Gongura Chicken

Gongura Chicken


  • 500 grams chicken (cut into medium-sized pieces)
  • 2 tablespoons Gongura Koh powder
  • 2 large onions (finely chopped)
  • 2 tomatoes (finely chopped)
  • 1 tablespoon ginger-garlic paste
  • 2 green chilies (slit)
  • 1 teaspoon turmeric powder
  • 1 teaspoon red chili powder
  • 1 teaspoon coriander powder
  • 1 teaspoon cumin powder
  • 1 teaspoon garam masala powder
  • 1/2 cup yogurt (optional)
  • Fresh coriander leaves (chopped, for garnish)
  • Salt to taste
  • 3 tablespoons oil


  1. Marinate the Chicken:

    • In a bowl, mix the chicken pieces with turmeric powder, red chili powder, salt, and yogurt (if using). Let it marinate for at least 30 minutes.
  2. Prepare the Base:

    • Heat oil in a large pan over medium heat.
    • Add the chopped onions and sauté until they turn golden brown.
    • Add the ginger-garlic paste and green chilies. Sauté for a few minutes until the raw smell disappears.
  3. Cook the Tomatoes:

    • Add the chopped tomatoes to the pan. Cook until the tomatoes become soft and oil starts to separate from the mixture.
  4. Add the Spices:

    • Add coriander powder, cumin powder, and garam masala powder to the pan. Mix well and cook for a couple of minutes.
  5. Cook the Chicken:

    • Add the marinated chicken pieces to the pan. Mix well with the masala and cook for about 10-15 minutes, stirring occasionally.
  6. Add Gongura Powder:

    • Add the Gongura Koh powder to the pan and mix well.
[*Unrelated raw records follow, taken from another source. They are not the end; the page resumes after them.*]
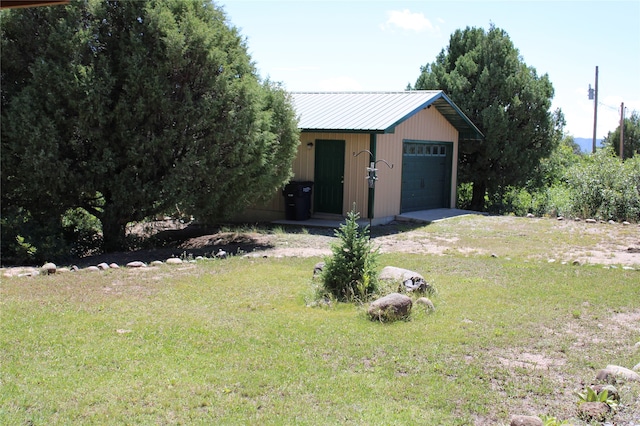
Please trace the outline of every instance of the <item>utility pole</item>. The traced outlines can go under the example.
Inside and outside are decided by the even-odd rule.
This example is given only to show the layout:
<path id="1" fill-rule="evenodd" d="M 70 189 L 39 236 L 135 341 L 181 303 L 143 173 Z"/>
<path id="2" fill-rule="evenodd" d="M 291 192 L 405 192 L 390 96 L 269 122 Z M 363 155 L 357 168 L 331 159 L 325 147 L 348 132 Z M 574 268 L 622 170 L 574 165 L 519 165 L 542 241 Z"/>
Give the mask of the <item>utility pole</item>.
<path id="1" fill-rule="evenodd" d="M 596 65 L 596 90 L 593 103 L 593 153 L 596 153 L 596 129 L 598 127 L 598 66 Z"/>
<path id="2" fill-rule="evenodd" d="M 624 160 L 624 102 L 620 105 L 620 159 Z"/>

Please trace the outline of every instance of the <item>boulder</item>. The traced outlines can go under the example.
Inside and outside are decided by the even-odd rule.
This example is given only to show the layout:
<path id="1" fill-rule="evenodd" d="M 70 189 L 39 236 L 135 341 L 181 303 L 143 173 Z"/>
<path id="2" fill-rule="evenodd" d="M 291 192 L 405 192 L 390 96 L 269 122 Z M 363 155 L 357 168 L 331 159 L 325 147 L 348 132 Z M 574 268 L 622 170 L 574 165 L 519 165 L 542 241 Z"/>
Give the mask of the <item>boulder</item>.
<path id="1" fill-rule="evenodd" d="M 543 426 L 542 420 L 536 416 L 511 416 L 510 426 Z"/>
<path id="2" fill-rule="evenodd" d="M 618 365 L 607 365 L 605 370 L 610 371 L 616 379 L 622 379 L 630 382 L 640 382 L 640 374 L 633 370 Z"/>
<path id="3" fill-rule="evenodd" d="M 411 313 L 413 302 L 409 296 L 400 293 L 387 294 L 369 305 L 369 318 L 379 321 L 403 319 Z"/>
<path id="4" fill-rule="evenodd" d="M 427 312 L 432 312 L 436 310 L 436 307 L 433 306 L 433 302 L 426 297 L 420 297 L 415 301 L 416 305 L 424 306 Z"/>
<path id="5" fill-rule="evenodd" d="M 47 262 L 44 265 L 42 265 L 42 268 L 40 269 L 42 270 L 42 273 L 44 275 L 50 275 L 50 274 L 56 273 L 57 267 L 55 263 Z"/>
<path id="6" fill-rule="evenodd" d="M 385 266 L 380 271 L 378 279 L 381 281 L 391 281 L 398 283 L 398 293 L 433 293 L 434 288 L 427 283 L 422 275 L 409 269 L 396 268 L 395 266 Z"/>
<path id="7" fill-rule="evenodd" d="M 607 391 L 607 398 L 620 402 L 620 393 L 613 385 L 593 385 L 591 389 L 597 394 L 601 394 L 602 391 Z"/>

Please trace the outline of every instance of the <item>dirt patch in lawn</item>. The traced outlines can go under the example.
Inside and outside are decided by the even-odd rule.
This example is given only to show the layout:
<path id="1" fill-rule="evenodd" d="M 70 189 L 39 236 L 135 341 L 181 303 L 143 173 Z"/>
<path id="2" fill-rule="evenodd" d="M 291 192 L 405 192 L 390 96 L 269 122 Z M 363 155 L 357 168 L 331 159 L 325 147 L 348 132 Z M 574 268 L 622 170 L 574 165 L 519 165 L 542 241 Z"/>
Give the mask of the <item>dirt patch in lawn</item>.
<path id="1" fill-rule="evenodd" d="M 323 257 L 337 241 L 335 230 L 303 226 L 228 231 L 178 221 L 139 224 L 129 230 L 153 249 L 110 253 L 81 259 L 78 266 L 100 262 L 126 264 L 170 257 L 231 255 Z M 640 268 L 640 226 L 608 223 L 470 215 L 425 224 L 391 223 L 371 228 L 381 253 L 524 256 L 579 264 Z"/>

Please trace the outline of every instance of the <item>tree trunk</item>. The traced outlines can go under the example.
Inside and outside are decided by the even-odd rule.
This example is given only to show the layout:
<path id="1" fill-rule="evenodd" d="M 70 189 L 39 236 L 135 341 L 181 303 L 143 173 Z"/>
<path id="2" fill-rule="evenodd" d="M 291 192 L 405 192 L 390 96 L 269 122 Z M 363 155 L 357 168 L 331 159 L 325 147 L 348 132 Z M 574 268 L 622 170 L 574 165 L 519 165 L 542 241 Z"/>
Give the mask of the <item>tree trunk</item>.
<path id="1" fill-rule="evenodd" d="M 102 249 L 105 253 L 122 251 L 125 247 L 125 226 L 127 221 L 122 219 L 116 209 L 105 206 L 102 222 Z"/>
<path id="2" fill-rule="evenodd" d="M 487 193 L 487 183 L 484 180 L 473 182 L 473 194 L 471 195 L 471 210 L 484 211 L 484 196 Z"/>

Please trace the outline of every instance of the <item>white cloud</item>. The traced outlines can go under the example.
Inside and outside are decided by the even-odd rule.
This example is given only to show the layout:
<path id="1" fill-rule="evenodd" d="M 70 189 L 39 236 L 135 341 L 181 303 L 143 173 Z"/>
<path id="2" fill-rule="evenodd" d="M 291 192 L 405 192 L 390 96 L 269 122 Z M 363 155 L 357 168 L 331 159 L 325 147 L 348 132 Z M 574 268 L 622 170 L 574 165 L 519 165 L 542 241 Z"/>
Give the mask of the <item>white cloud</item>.
<path id="1" fill-rule="evenodd" d="M 380 28 L 384 31 L 393 31 L 396 28 L 416 32 L 429 31 L 437 33 L 440 31 L 440 28 L 434 27 L 423 13 L 411 12 L 409 9 L 388 11 L 387 21 L 381 24 Z"/>
<path id="2" fill-rule="evenodd" d="M 327 92 L 359 91 L 362 90 L 362 85 L 351 77 L 340 76 L 321 80 L 319 90 Z"/>

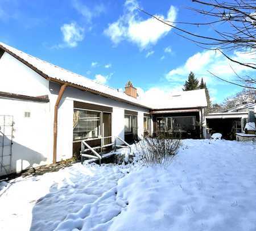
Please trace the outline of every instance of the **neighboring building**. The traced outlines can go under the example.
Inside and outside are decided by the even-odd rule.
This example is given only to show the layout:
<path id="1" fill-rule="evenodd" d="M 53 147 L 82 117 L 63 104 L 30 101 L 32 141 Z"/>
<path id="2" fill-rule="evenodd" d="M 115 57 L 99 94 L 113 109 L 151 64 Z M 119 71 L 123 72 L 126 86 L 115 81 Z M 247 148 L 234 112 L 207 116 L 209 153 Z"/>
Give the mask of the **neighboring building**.
<path id="1" fill-rule="evenodd" d="M 122 93 L 1 43 L 0 76 L 0 175 L 79 156 L 84 140 L 93 146 L 102 137 L 107 144 L 117 136 L 205 135 L 204 90 L 154 108 L 132 85 Z"/>
<path id="2" fill-rule="evenodd" d="M 242 133 L 246 124 L 248 111 L 254 111 L 256 116 L 256 102 L 247 102 L 223 112 L 206 115 L 208 134 L 218 132 L 227 140 L 236 140 L 236 133 Z"/>

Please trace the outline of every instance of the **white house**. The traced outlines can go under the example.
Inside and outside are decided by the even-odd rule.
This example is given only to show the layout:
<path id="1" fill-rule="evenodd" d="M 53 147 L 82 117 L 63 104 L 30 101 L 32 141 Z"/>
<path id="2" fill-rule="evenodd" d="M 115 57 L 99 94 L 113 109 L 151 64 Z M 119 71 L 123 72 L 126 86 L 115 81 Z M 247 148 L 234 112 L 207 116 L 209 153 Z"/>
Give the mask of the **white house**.
<path id="1" fill-rule="evenodd" d="M 82 140 L 94 146 L 101 137 L 107 144 L 117 136 L 205 134 L 204 90 L 154 108 L 132 85 L 120 92 L 2 43 L 0 77 L 0 175 L 79 155 Z"/>

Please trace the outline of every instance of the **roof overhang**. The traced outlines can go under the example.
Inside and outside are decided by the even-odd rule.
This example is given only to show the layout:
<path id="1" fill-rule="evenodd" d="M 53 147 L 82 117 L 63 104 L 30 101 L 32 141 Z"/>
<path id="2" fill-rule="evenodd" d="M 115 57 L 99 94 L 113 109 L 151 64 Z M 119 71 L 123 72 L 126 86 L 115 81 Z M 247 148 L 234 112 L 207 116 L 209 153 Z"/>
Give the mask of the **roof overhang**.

Ensure that the chicken is well-coated with the Gongura flavor.
    • Add a little water if needed to adjust the consistency of the gravy. Cover and cook for another 10-15 minutes or until the chicken is fully cooked and tender.
  7. Final Touch:

    • Check the seasoning and add more salt if needed.
    • Garnish with fresh coriander leaves.
  8. Serve:

    • Serve hot with steamed rice or roti.